25 February 2014

Fifty tips on writing better English


Patrick Comerford

Over the past few years, I have been involved in seminars on academic writing. Here are 50 tips on writing better English that have been forwarded to me in recent months and that I have collected:

1, Avoid Alliteration. Always.

2, Prepositions are not words to end sentences with.

3, Avoid clichés like the plague. They’re old hat.

4, Comparisons are as bad as clichés.

5, Be more or less specific.

6, Writers should never generalise.

Seven, Be consistent!

8, Don’t be redundant; don’t use more words than necessary; it’s highly superfluous.

9, Who needs rhetorical questions?

10, Exaggeration is a billion times worse than understatement.

11, Employ the vernacular.

12, Eschew ampersands & abbreviations, etc.

13, Parenthetical remarks (however relevant) are unnecessary.

14, Parenthetical words however must be enclosed in commas.

15, It is wrong to ever split an infinitive.

16, Contractions aren’t necessary.

17, Foreign words and phrases are not apropos.

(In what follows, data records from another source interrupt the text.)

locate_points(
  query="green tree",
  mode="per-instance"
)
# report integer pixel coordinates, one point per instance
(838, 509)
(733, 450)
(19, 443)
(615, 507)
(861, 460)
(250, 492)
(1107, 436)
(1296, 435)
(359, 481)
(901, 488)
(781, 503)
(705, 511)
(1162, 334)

18, Eliminate quotations. As Ralph Waldo Emerson once said: “I hate quotations. Tell me what you know.”

19, Profanity sucks.

20, Understatement is always best.

21, One-word sentences? Eliminate.

22, Analogies in writing are like feathers on a snake.

23, The passive voice is to be avoided.

24, Avoid colloquialisms … at all costs.

25, Even if a mixed metaphor sings, it should be derailed.

26, It behooves us to avoid archaic expressions.

27, Avoid archaeic spellings too.

28, Don’t repeat yourself, or say again what you have said before.

29, Don’t use commas, that, are not, necessary.

30, Avoid hyperbole; only one in a million can do it effectively.

31, Never use a big word when a diminutive alternative would suffice.

32, Subject and verb always has to agree.

33, Placing a comma between subject and predicate, is not correct.

35, Use youre spell cheque appllication to avoid mispeling and to catch typograhpical errars.

36, Poofread carefully to see if you any words out.

37, Don’t repeat yourself, or say again what you have said before.

38, Always end a sentence with a full stop

39, Use the apostrophe in it’s proper place and omit it when its not needed.

40, Don’t never use no double negatives.

41, Hopefully, you are learning to use words correctly, irregardless of how others use them.

42, Eschew obfuscation.

43, No sentence fragments.

44, Don’t indulge in sesquipedalian lexicological constructions.

45, A writer must not shift your point of view.

46, Don’t overuse exclamation marks!!

47, Place pronouns as close as possible, especially in long sentences, as of 10 or more words, to their antecedents.

48, Everyone should be careful to use a singular pronoun with singular nouns in their writing.

49, If you reread your work, you can find on rereading a great deal of repetition can be by rereading and editing.